Baby boomers are having a belated romance with motorcycles and the number of "graying riders" is increasing. The trike, or three-wheeler, has grown in popularity in recent years. Because of the stability, riders aren't required to lean into curves or hold them steady at stoplights, activities which can challenge weak knees and muscles. Harley Davidson's new lineup includes the Freewheeler, which caters to the growing segment of riders turning 65, and appeals to shorter riders, those under 5' 7" that includes many women.
Voni and Paul call Big Bend, Texas, their home for eight months out of the year, then hit the road from mid-May until mid-September touring on their motorcycles. They have been riding motorcycles for many years. Voni says, "Paul had been riding a motorcycle since he was fourteen, so I decided to learn to ride so we could take the kids on vacations. This way the children didn't fight in the backseat of the car. One rode with me, the other rode with Paul."

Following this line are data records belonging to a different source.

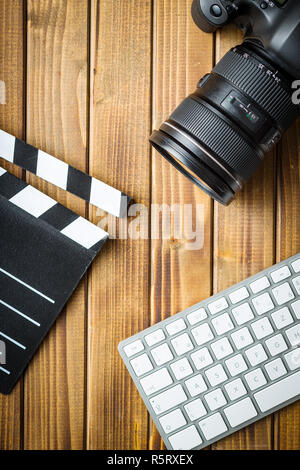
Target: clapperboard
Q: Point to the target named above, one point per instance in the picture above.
(45, 249)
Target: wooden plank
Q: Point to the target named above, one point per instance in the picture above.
(244, 245)
(288, 244)
(11, 120)
(119, 282)
(180, 277)
(54, 401)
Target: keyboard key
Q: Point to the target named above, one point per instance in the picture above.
(278, 393)
(196, 385)
(242, 314)
(215, 399)
(242, 338)
(195, 409)
(280, 274)
(181, 368)
(262, 328)
(133, 348)
(216, 375)
(202, 334)
(172, 421)
(283, 293)
(296, 282)
(282, 318)
(256, 355)
(182, 344)
(221, 348)
(239, 295)
(168, 399)
(201, 358)
(260, 284)
(222, 324)
(176, 327)
(293, 335)
(240, 412)
(236, 365)
(162, 354)
(296, 266)
(196, 316)
(255, 379)
(293, 359)
(276, 345)
(213, 426)
(218, 305)
(155, 337)
(235, 389)
(263, 303)
(157, 381)
(185, 440)
(275, 369)
(141, 365)
(296, 308)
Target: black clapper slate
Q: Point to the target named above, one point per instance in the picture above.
(40, 267)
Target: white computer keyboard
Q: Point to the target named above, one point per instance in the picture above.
(223, 363)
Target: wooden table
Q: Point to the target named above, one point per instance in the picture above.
(87, 81)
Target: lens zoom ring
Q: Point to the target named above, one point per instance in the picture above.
(262, 88)
(218, 136)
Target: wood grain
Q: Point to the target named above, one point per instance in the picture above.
(119, 282)
(11, 120)
(180, 277)
(54, 398)
(244, 245)
(288, 243)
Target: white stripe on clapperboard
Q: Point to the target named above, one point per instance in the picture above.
(37, 203)
(56, 172)
(27, 286)
(19, 313)
(12, 340)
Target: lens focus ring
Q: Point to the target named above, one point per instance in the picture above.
(217, 136)
(247, 75)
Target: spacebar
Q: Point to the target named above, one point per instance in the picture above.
(278, 393)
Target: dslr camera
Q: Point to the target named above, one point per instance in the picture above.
(218, 135)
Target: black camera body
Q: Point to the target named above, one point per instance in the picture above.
(218, 136)
(275, 25)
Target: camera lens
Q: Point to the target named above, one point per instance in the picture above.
(218, 135)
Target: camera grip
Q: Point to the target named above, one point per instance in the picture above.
(200, 19)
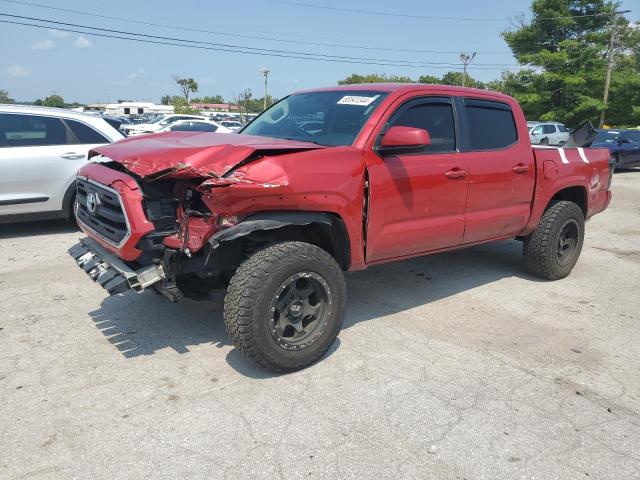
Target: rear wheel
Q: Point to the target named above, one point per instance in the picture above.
(285, 305)
(553, 249)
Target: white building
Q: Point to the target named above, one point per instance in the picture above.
(136, 108)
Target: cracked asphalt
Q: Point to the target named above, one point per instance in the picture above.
(455, 366)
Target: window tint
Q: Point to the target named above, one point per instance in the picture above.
(491, 125)
(31, 131)
(84, 134)
(437, 119)
(632, 136)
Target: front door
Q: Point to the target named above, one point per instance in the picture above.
(417, 201)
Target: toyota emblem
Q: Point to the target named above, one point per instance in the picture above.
(92, 202)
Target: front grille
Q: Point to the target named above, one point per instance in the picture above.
(99, 209)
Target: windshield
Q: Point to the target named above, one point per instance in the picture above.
(607, 136)
(327, 118)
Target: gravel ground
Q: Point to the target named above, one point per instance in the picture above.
(455, 366)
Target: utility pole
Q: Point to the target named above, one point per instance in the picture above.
(466, 60)
(610, 62)
(265, 71)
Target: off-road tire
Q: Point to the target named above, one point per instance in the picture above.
(248, 301)
(541, 248)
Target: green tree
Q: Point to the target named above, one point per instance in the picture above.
(565, 45)
(53, 101)
(187, 85)
(4, 97)
(374, 78)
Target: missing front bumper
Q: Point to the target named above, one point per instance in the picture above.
(109, 271)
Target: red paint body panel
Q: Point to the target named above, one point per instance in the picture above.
(417, 204)
(131, 197)
(191, 154)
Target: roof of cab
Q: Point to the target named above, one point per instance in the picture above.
(408, 87)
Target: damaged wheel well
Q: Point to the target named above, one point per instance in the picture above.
(325, 230)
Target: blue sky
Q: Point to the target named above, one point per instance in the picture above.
(34, 62)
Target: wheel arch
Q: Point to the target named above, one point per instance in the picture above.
(576, 194)
(323, 229)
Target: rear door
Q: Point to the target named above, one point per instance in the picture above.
(414, 206)
(501, 171)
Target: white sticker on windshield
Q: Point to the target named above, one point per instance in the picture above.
(357, 100)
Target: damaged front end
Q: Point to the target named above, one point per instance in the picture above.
(154, 221)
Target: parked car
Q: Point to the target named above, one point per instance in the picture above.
(232, 125)
(549, 133)
(41, 149)
(624, 146)
(276, 214)
(195, 126)
(158, 124)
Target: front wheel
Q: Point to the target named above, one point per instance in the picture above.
(552, 250)
(285, 305)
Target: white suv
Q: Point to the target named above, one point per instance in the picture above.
(158, 124)
(41, 149)
(548, 133)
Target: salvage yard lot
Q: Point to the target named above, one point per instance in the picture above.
(454, 366)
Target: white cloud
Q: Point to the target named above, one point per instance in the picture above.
(82, 42)
(17, 71)
(45, 44)
(59, 33)
(137, 74)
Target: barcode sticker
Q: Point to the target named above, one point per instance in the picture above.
(357, 100)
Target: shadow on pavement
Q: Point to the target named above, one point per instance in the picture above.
(31, 229)
(143, 324)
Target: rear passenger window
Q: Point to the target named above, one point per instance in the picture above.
(84, 134)
(435, 118)
(31, 131)
(491, 125)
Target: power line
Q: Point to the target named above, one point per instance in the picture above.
(245, 49)
(239, 35)
(423, 17)
(232, 49)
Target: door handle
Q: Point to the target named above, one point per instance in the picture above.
(521, 168)
(456, 173)
(72, 155)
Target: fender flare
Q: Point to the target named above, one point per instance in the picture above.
(274, 220)
(67, 208)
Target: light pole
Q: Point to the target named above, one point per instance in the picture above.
(610, 62)
(466, 60)
(265, 71)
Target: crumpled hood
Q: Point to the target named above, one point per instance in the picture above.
(193, 154)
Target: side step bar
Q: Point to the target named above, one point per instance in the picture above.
(109, 271)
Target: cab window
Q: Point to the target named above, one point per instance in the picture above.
(491, 125)
(436, 118)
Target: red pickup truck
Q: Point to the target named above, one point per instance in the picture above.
(327, 181)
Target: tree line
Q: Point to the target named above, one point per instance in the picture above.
(564, 50)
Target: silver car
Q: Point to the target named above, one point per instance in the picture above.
(548, 133)
(41, 149)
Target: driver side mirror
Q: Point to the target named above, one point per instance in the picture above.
(404, 140)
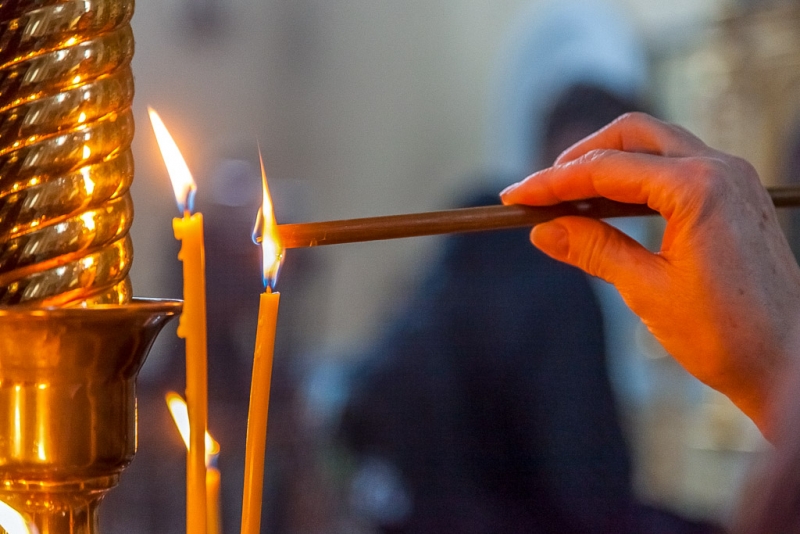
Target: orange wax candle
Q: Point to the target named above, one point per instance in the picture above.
(192, 327)
(214, 515)
(259, 411)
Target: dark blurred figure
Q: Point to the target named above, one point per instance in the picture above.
(151, 496)
(487, 407)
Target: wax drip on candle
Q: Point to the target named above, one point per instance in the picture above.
(265, 233)
(180, 414)
(13, 522)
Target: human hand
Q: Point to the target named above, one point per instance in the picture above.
(723, 293)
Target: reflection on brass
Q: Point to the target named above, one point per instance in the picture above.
(67, 406)
(66, 90)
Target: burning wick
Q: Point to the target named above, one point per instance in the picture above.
(189, 231)
(180, 414)
(272, 257)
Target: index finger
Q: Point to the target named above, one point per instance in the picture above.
(634, 178)
(638, 132)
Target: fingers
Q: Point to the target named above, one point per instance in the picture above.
(598, 249)
(634, 178)
(638, 132)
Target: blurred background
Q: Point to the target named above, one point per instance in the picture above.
(368, 108)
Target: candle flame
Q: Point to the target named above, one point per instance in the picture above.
(182, 182)
(180, 414)
(14, 522)
(266, 229)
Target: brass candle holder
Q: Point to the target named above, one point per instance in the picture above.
(66, 127)
(68, 406)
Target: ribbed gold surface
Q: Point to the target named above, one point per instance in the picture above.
(66, 91)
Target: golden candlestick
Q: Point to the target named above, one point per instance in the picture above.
(66, 127)
(68, 406)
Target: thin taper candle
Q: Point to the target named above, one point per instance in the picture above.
(255, 448)
(471, 220)
(189, 231)
(258, 414)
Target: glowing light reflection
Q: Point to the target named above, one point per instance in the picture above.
(182, 182)
(14, 522)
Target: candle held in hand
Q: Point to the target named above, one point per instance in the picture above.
(189, 231)
(255, 448)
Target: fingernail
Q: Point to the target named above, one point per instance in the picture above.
(552, 239)
(509, 189)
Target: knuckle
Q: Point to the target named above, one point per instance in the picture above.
(593, 156)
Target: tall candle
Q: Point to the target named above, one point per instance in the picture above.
(255, 448)
(189, 231)
(214, 515)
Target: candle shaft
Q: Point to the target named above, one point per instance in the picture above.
(192, 327)
(214, 515)
(259, 410)
(470, 220)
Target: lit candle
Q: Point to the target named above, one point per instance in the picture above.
(272, 255)
(177, 406)
(192, 327)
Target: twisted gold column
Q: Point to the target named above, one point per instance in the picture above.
(66, 127)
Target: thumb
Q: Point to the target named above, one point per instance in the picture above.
(595, 247)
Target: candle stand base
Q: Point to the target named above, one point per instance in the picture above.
(68, 406)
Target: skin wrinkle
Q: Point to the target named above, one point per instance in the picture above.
(720, 293)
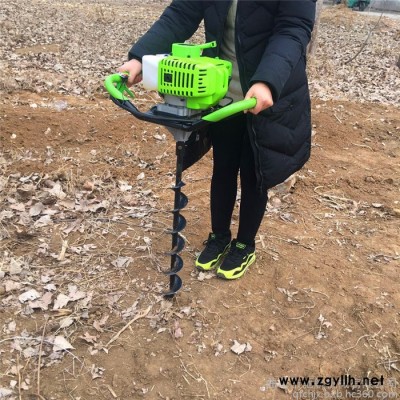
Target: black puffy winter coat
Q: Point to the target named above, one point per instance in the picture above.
(271, 43)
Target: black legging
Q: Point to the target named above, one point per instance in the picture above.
(232, 152)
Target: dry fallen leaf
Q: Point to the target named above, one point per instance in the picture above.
(60, 344)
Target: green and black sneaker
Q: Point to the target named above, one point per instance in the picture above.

Voni now belongs to the elite group of motorcyclists in the BMW Million Miler Club, and Paul has covered 825,000 miles and is still counting. "We both like semi-competitive endurance rides and we like to participate in the Iron Butt Rally," says Paul. "It's a long-distance race, like a scavenger hunt, and held in the United States every two years. In the Iron Butt Rally, riders have to ride 11,000 miles in eleven days." Voni, a retired teacher, adds, "I taught high school kids and I would tell them, there are no drugs that come anywhere close to what you feel when you do something you love, whether it's running or hiking or motorcycling."